Pour tant de bienfaits et de vertus, il faut récompenser les pierres, les embrasser, les oindre avec des substances grasses, leur offrir des épingles, des liards, quelques pièces de monnaie en nombre impair.

Même après les mégalithes et les blocs naturels, les humbles parcelles de pierre ne sont pas à dédaigner. Que de grosses pierres ont été raclées pour que leur poussière, mélangée aux boissons, fit du bien aux malades, fiévreux, rachitiques ou autres! Quelquefois, afin de christianiser un peu la pratique, on les a transportées dans des églises ou dans leur voisinage. Plusieurs chapelles du Beaujolais renferment encore des pierres miraculeuses honorées par les pèlerins et dont on racle la surface à l'aide d'un

couteau.

Les pierres détachées du sol servent à conjurer l'arc-en-ciel. On les lance pour renforcer un serment, on les jette en passant devant un cimetière pour se préserver d'un danger. Toutefois ne les jetez ni dans les lacs ni dans les haies le jour des Morts, elles irriteraient des génies ou blesseraient des âmes en pèlerinage. Les pierres lancées à propos neutralisent le mauvais effet de la rencontre d'une belette ou d'un autre animal funeste. On les consulte comme on effeuillerait une marguerite autant de sauts fait la pierre lancée, autant d'années à compter avant le mariage. A l'endroit où, sur la route de montagne, quelqu'un a péri de mort violente, chaque passant jette une pierre de souvenir, sous peine de mourir lui-même dans l'année. Ces « clapiers » funéraires sont parfois considérables.

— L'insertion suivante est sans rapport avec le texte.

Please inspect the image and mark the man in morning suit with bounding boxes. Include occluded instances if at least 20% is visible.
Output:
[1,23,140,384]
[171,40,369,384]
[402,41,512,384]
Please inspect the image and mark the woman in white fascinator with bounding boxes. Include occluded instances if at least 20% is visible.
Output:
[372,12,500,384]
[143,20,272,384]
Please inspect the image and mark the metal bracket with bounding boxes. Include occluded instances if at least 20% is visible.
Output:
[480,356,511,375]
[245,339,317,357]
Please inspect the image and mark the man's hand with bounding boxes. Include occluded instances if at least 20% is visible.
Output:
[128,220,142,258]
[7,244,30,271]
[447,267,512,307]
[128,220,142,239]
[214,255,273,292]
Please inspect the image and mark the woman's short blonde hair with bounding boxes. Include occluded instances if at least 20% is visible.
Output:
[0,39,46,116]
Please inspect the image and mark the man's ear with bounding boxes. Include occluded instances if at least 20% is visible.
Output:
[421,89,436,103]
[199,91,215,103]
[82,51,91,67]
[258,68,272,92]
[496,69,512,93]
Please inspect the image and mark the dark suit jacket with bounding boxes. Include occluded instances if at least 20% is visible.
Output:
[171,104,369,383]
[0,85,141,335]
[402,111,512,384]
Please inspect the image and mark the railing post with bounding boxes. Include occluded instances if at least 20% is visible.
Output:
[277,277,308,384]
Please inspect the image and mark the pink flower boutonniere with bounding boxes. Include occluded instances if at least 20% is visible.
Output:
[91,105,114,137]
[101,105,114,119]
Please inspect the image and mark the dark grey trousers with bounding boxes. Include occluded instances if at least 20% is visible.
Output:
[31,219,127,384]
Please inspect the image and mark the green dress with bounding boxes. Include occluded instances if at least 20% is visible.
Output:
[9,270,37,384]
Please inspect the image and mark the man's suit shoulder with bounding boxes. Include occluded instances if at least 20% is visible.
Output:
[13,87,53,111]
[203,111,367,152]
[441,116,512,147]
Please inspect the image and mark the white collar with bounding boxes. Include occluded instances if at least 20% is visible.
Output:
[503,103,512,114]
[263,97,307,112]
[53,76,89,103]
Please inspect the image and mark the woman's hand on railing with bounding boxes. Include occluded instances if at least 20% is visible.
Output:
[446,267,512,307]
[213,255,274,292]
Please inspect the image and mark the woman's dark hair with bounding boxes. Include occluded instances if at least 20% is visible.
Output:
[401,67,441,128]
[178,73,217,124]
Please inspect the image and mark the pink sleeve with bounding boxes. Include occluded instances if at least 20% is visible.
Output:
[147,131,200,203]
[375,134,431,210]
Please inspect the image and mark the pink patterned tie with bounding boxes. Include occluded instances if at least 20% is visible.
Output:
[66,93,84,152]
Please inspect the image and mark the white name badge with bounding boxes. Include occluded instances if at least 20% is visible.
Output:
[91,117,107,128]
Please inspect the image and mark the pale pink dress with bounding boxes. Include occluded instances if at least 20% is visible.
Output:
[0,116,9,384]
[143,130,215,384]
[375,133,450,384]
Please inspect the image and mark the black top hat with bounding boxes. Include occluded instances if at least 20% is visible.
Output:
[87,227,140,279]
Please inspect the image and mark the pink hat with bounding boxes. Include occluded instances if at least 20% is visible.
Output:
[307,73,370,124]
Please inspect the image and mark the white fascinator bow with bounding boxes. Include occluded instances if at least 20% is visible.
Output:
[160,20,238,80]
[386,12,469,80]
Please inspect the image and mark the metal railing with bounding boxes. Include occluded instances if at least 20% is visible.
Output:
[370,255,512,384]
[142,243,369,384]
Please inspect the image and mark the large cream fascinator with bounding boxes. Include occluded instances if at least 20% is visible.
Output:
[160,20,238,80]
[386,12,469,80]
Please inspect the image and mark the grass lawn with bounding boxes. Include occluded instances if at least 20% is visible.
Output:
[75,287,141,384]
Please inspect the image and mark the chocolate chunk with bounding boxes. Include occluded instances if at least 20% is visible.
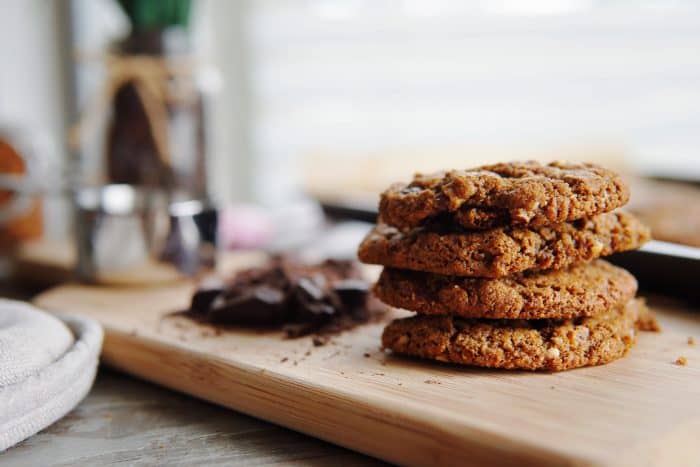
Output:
[189,257,380,337]
[333,279,369,308]
[207,285,287,326]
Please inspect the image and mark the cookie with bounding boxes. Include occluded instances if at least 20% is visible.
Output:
[358,212,650,277]
[382,300,644,371]
[374,260,637,319]
[379,161,630,229]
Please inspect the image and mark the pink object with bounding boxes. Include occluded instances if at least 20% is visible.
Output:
[219,204,274,249]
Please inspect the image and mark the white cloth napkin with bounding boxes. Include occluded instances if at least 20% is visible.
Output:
[0,299,102,452]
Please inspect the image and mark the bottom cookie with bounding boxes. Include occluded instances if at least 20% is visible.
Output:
[382,299,650,371]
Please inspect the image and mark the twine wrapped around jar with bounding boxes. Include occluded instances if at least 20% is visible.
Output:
[69,54,198,178]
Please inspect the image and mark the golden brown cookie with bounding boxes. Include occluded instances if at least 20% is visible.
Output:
[379,161,629,229]
[382,300,645,371]
[358,212,649,277]
[374,260,637,319]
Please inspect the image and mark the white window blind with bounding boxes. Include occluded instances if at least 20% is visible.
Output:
[247,0,700,201]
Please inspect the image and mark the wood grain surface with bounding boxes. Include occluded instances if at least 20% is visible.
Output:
[0,367,385,467]
[36,283,700,465]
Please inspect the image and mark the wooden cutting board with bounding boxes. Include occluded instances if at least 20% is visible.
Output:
[36,283,700,466]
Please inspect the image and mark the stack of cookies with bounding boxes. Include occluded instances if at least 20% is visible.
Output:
[359,162,654,371]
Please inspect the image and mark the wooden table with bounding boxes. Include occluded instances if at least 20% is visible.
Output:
[0,367,384,467]
[0,285,385,467]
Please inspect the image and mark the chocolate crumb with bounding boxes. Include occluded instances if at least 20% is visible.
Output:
[311,336,328,347]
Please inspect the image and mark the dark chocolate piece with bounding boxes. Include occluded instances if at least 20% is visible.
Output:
[183,257,371,337]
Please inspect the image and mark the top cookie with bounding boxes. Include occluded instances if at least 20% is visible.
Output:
[379,161,630,229]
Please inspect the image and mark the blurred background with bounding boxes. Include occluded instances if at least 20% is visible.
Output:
[0,0,700,286]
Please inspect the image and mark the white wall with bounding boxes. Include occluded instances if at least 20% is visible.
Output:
[0,0,68,236]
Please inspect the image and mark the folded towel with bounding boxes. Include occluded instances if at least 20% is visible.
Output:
[0,299,102,451]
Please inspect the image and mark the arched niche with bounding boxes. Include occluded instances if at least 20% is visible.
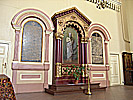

Une idée fort répandue dans le peuple, c'est qu'on peut se débarrasser d'un mal en le transmettant à un objet inanimé. C'est pour cela qu'il est bon d'oublier sur la route neuf galets enveloppés dans le mouchoir du malade. Celui qui le ramasse prend la fièvre. Mettez dans une petite bourse autant de petits cailloux que vous avez de verrues, laissez-la à terre; celui qui s'emparera de la bourse attrapera les verrues. Notons encore que neuf petits cailloux blancs ramassés sur un chemin où un enterrement a passé depuis peu sont, bouillis dans le lait, efficaces pour des fluxions de poitrine.

Volontiers les paysans placeront des pierres sur

les arbres.

C'est, à l'origine, une assimilation analogique entre la charge qu'on leur met et celle des fruits dont on désire qu'ils se couvrent. Ce serait une énumération infinie que celle des propriétés des pierres détachées on s'en sert pour des maléfices, pour des jeux, pour déterminer des emplacements, contre le feu du ciel, contre les naufrages. Si les pierres sont naturellement trouées, elles ont la plus grande influence sur les êtres et sur les choses. Ainsi, attachées au cou d'un cheval qui hennit trop, elles le font taire; à la queue d'un àne, elles l'empêchent de braire.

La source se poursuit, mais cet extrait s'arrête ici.